Images of wild places, wild nature, and the wild side of life …
Nigel Fawcett, 2020
The first three articles on the angellightphoto blog crudely attempt to get to the heart of what my photography is all about. You will discover that my work revolves around three related keywords: landscape, wildness, and nature. In this, my second post, I will briefly explore the subject of wildness:
For me, the call of the wild has always been loud and I’ve never failed to answer it.
How I remember those childhood days when I’d be off exploring some newly discovered piece of wasteland in which to build a den and form a gang. We’d create maps of our kingdom and take a doomsday census of all the plants and animals (mostly creepy crawlies) that inhabited our territory. When I outgrew the gangs I turned my attention to exploring the innumerable levees and saltings of the east Essex estuaries. It was during those formative years that I formed an attachment to three particular words: wild, nature, and landscape. In this article, I am exploring what the word wild means to me.
Back then, wild, in the sense of wilderness, meant anywhere that I’d not yet explored, which, to be honest, was most of the world. And wild, in the sense of wildlife or wildflowers, meant anything that was neither domesticated nor cultivated. In other words, perhaps because my family was not well travelled, my sights on what constituted wild were not set very high. In my little world, wildness was everywhere around me. Looking back later in life, I felt this was a valuable lesson because it taught me that nature; the landscape; the environment, doesn’t need to be exotic to be wild (and therefore important). From that knowledge came a much deeper understanding. A sense of wildness is often far more about the environment in which nature and the landscape sits than it is about the object or place itself.

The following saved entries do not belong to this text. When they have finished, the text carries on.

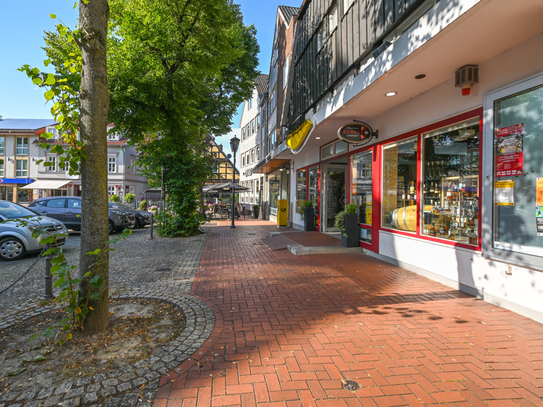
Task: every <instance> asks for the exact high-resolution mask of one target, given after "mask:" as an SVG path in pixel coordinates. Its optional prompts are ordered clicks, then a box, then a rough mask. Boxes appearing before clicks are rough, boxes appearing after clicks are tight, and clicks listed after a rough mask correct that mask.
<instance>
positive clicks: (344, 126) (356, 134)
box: [337, 123, 373, 144]
mask: <svg viewBox="0 0 543 407" xmlns="http://www.w3.org/2000/svg"><path fill="white" fill-rule="evenodd" d="M337 135H338V137H339V138H340V139H342V140H343V141H346V142H347V143H351V144H366V143H369V142H370V140H371V139H372V137H373V129H372V128H371V127H370V125H369V124H366V123H348V124H346V125H345V126H341V127H340V128H339V130H338V131H337Z"/></svg>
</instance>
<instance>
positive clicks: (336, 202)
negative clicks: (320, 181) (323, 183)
mask: <svg viewBox="0 0 543 407" xmlns="http://www.w3.org/2000/svg"><path fill="white" fill-rule="evenodd" d="M323 172H324V188H323V189H322V191H323V192H322V193H323V199H322V202H323V203H324V205H323V222H322V226H323V232H332V231H336V229H335V228H334V221H335V217H336V215H337V214H338V213H339V212H341V211H343V210H344V209H345V200H346V194H345V192H346V191H345V189H346V182H345V178H346V173H347V168H346V166H337V165H334V164H328V165H325V166H324V171H323Z"/></svg>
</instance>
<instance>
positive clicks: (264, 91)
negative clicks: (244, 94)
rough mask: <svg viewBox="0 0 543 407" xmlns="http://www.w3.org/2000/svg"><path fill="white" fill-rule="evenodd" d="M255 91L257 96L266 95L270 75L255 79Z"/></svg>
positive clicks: (267, 91)
mask: <svg viewBox="0 0 543 407" xmlns="http://www.w3.org/2000/svg"><path fill="white" fill-rule="evenodd" d="M291 8H292V7H291ZM255 83H256V90H257V91H258V93H259V94H261V95H263V94H265V93H268V86H269V84H270V75H266V74H260V75H258V76H257V78H256V79H255Z"/></svg>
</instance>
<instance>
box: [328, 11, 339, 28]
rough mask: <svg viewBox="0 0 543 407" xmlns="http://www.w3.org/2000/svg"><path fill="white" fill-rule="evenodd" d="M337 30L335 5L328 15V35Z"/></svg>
mask: <svg viewBox="0 0 543 407" xmlns="http://www.w3.org/2000/svg"><path fill="white" fill-rule="evenodd" d="M336 28H337V5H335V6H334V7H333V8H332V10H330V13H328V30H329V34H332V32H334V30H335V29H336Z"/></svg>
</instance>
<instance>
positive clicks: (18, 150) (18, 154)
mask: <svg viewBox="0 0 543 407" xmlns="http://www.w3.org/2000/svg"><path fill="white" fill-rule="evenodd" d="M15 153H16V154H17V155H28V137H17V149H16V150H15Z"/></svg>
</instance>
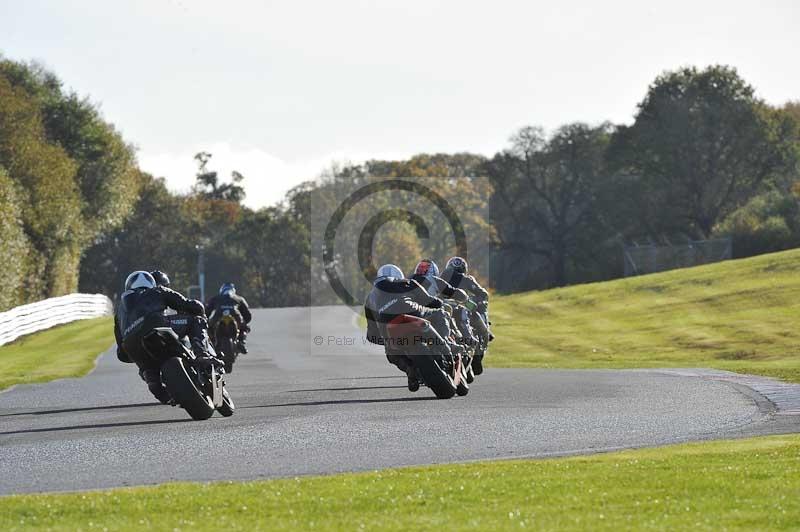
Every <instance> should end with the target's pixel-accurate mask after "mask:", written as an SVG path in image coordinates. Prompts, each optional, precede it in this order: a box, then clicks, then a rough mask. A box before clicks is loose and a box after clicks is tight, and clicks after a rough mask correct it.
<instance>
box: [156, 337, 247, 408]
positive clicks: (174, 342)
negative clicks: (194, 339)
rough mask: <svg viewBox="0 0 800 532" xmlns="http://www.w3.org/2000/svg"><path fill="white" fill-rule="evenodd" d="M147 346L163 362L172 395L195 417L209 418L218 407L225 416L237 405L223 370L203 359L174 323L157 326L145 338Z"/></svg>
mask: <svg viewBox="0 0 800 532" xmlns="http://www.w3.org/2000/svg"><path fill="white" fill-rule="evenodd" d="M142 344H143V346H144V348H145V350H146V351H147V352H148V353H149V354H150V356H152V357H153V358H154V359H156V360H158V361H159V362H161V380H162V382H163V383H164V386H166V388H167V391H168V392H169V395H170V397H172V399H173V401H174V402H175V403H176V404H178V405H179V406H180V407H181V408H183V409H184V410H186V412H187V413H188V414H189V415H190V416H191V417H192V419H197V420H201V419H208V418H210V417H211V416H212V415H213V414H214V410H216V411H217V412H219V413H220V414H221V415H223V416H225V417H229V416H232V415H233V412H234V409H235V408H236V407H235V405H234V404H233V399H232V398H231V396H230V394H229V393H228V390H226V389H225V380H224V378H223V374H222V373H221V372H219V371H218V370H217V368H216V367H214V365H212V364H203V363H200V361H199V360H198V358H197V357H196V356H195V354H194V353H193V352H192V350H191V349H190V347H189V346H188V345H187V344H186V343H185V341H182V340H181V339H180V338H179V337H178V335H177V334H176V333H175V331H174V330H172V328H170V327H156V328H154V329H153V330H151V331H150V332H148V333H147V334H146V335H145V336H144V338H143V339H142Z"/></svg>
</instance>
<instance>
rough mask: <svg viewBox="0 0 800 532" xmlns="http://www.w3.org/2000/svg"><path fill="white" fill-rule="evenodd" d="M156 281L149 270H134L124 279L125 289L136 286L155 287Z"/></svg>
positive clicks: (138, 287) (154, 287) (144, 287)
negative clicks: (146, 271)
mask: <svg viewBox="0 0 800 532" xmlns="http://www.w3.org/2000/svg"><path fill="white" fill-rule="evenodd" d="M155 287H156V281H155V279H153V276H152V275H150V272H143V271H135V272H133V273H132V274H130V275H129V276H128V278H127V279H125V291H126V292H127V291H128V290H136V289H137V288H155Z"/></svg>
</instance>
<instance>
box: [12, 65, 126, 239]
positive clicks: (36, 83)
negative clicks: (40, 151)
mask: <svg viewBox="0 0 800 532" xmlns="http://www.w3.org/2000/svg"><path fill="white" fill-rule="evenodd" d="M0 75H4V76H5V77H6V78H7V79H8V80H9V81H10V83H11V84H12V85H13V86H15V87H19V88H21V89H22V90H23V91H25V92H26V93H27V94H28V95H29V96H30V98H31V99H32V100H33V101H35V102H36V104H37V106H38V107H39V113H40V116H41V121H42V126H43V128H44V134H45V137H46V139H47V141H48V142H49V143H50V144H54V145H57V146H60V147H61V148H62V149H63V150H64V151H65V152H66V154H67V155H68V156H69V157H70V158H71V159H72V160H73V161H75V163H76V164H77V169H76V173H75V180H76V182H77V185H78V190H79V192H80V194H81V200H82V201H81V213H82V218H83V225H84V228H83V231H84V236H85V238H86V241H87V242H88V241H90V240H91V239H93V238H96V237H98V236H100V235H101V234H103V233H104V232H107V231H109V230H111V229H114V228H116V227H119V225H120V224H122V222H123V221H124V220H125V218H126V217H127V216H128V214H129V213H130V211H131V209H132V207H133V204H134V202H135V200H136V196H137V192H138V191H137V189H136V187H135V186H133V185H134V183H136V180H135V178H134V174H135V173H136V172H137V168H136V160H135V155H134V150H133V148H132V147H131V146H130V145H128V144H127V143H126V142H125V141H124V140H123V139H122V136H121V135H120V134H119V133H118V132H117V131H116V130H115V129H114V127H113V126H112V125H111V124H109V123H107V122H105V121H104V120H103V118H102V116H101V115H100V112H99V110H98V109H97V107H96V106H95V105H93V104H92V103H91V102H90V101H89V100H88V99H87V98H81V97H79V96H78V95H77V94H75V93H74V92H72V91H64V89H63V87H62V83H61V81H60V80H59V79H58V78H57V77H56V76H55V75H54V74H53V73H52V72H49V71H48V70H46V69H45V68H44V67H42V66H41V65H38V64H36V63H30V64H26V63H19V62H14V61H8V60H5V61H0Z"/></svg>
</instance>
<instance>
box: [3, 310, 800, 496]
mask: <svg viewBox="0 0 800 532" xmlns="http://www.w3.org/2000/svg"><path fill="white" fill-rule="evenodd" d="M353 318H354V314H353V313H352V311H351V310H350V309H348V308H346V307H325V308H320V307H316V308H311V309H305V308H288V309H266V310H255V311H254V322H253V333H252V334H251V336H250V342H249V346H250V354H249V355H246V356H243V357H241V358H240V359H239V361H238V362H237V364H236V366H235V368H234V373H233V374H231V375H230V376H229V377H228V378H227V381H228V388H229V390H230V392H231V394H232V395H233V397H234V400H235V402H236V406H237V410H236V413H235V415H234V416H233V417H231V418H222V417H220V416H219V415H218V414H215V416H214V417H213V418H211V419H210V420H207V421H192V420H190V419H189V417H188V415H187V414H186V413H185V412H184V411H183V410H182V409H180V408H177V407H170V406H164V405H160V404H158V403H156V402H154V400H153V399H152V397H151V396H150V394H149V392H148V391H147V389H146V387H145V385H144V383H143V382H142V381H141V380H140V379H139V377H138V375H137V372H136V368H135V367H134V366H132V365H126V364H122V363H120V362H118V361H117V360H116V357H115V356H114V354H113V351H109V352H107V353H106V354H104V355H103V356H102V357H100V359H99V361H98V364H97V368H96V369H95V370H94V371H93V372H92V373H91V374H90V375H88V376H86V377H84V378H80V379H63V380H58V381H54V382H51V383H46V384H38V385H26V386H18V387H16V388H13V389H11V390H9V391H7V392H4V393H0V468H2V472H3V473H2V475H0V494H11V493H21V492H38V491H62V490H81V489H94V488H106V487H113V486H129V485H142V484H153V483H161V482H166V481H176V480H181V481H183V480H199V481H210V480H250V479H260V478H269V477H279V476H294V475H308V474H330V473H337V472H344V471H362V470H373V469H379V468H385V467H393V466H406V465H416V464H430V463H440V462H459V461H469V460H482V459H494V458H514V457H546V456H558V455H569V454H581V453H592V452H602V451H608V450H615V449H621V448H629V447H643V446H654V445H662V444H668V443H676V442H684V441H691V440H704V439H715V438H728V437H740V436H750V435H757V434H770V433H784V432H798V431H800V415H778V414H780V413H779V412H777V413H776V407H775V405H774V404H773V403H772V402H770V401H769V400H767V399H766V398H765V397H763V396H762V395H760V394H758V393H756V392H755V391H753V390H752V389H751V388H748V387H747V386H744V385H742V384H738V383H736V382H730V381H726V380H717V379H714V378H702V377H699V376H697V375H695V374H693V373H691V372H683V373H681V372H675V371H667V370H665V371H661V370H544V369H493V368H489V369H487V370H486V372H485V373H484V375H482V376H480V377H478V379H477V380H476V381H475V383H473V385H472V387H471V390H470V394H469V395H468V396H467V397H463V398H458V397H456V398H454V399H450V400H437V399H435V398H434V397H433V394H432V393H431V392H430V390H428V389H426V388H422V389H421V390H420V391H418V392H416V393H410V392H409V391H408V390H407V389H406V386H405V384H406V380H405V376H404V374H402V373H400V372H399V371H398V370H397V369H396V368H394V366H390V365H389V364H388V362H387V361H386V359H385V357H384V356H383V353H382V350H381V349H380V348H378V347H375V346H371V345H369V344H365V343H364V342H363V340H362V333H361V332H360V331H359V330H358V328H357V327H356V325H355V320H354V319H353ZM53 356H54V357H57V356H58V353H53ZM488 356H489V357H491V353H490V354H489V355H488Z"/></svg>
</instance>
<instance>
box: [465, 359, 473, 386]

What I mean by this is that wildness emanates from the elements that envelop a place rather than from the actual subject. We can find as much that is wild in our own backyards as we can anywhere else. Of course, what we really want is for our images to pack a punch and, for that, we need them to be dramatic. The element of drama is added by such things as the weather, the texture of the rock, the time of day, the behaviour of whatever it is we have in our viewfinder, or, even, from somewhere within our own imagination.
Indeed, I would say that weather — bad weather — evokes more emotion in an image than almost anything else. In the blink of an eye, the raw power of weather at its fiercest makes wild places out of previously pastoral scenes. We human beings seem to be especially drawn towards images that contain an element of danger: vertiginous drops, storm force waves crashing over lighthouses, and frightening or venomous creatures, to name but a few.
But wild places exists amongst the grunge and grit of the streets, too. As with the natural world, it’s the wild side of town that delivers the greatest impact. Scenes that depict the harshness of life in the city tell a far more powerful story than a gentle park scene — though here, too, it only takes a small adjustment in how the shot is composed to shift it from passive to active.
In conclusion, a wet day in your own backyard is as likely, if not more likely, to deliver impactful photographs than anything taken after waiting for the sun to come out before going on a day trip.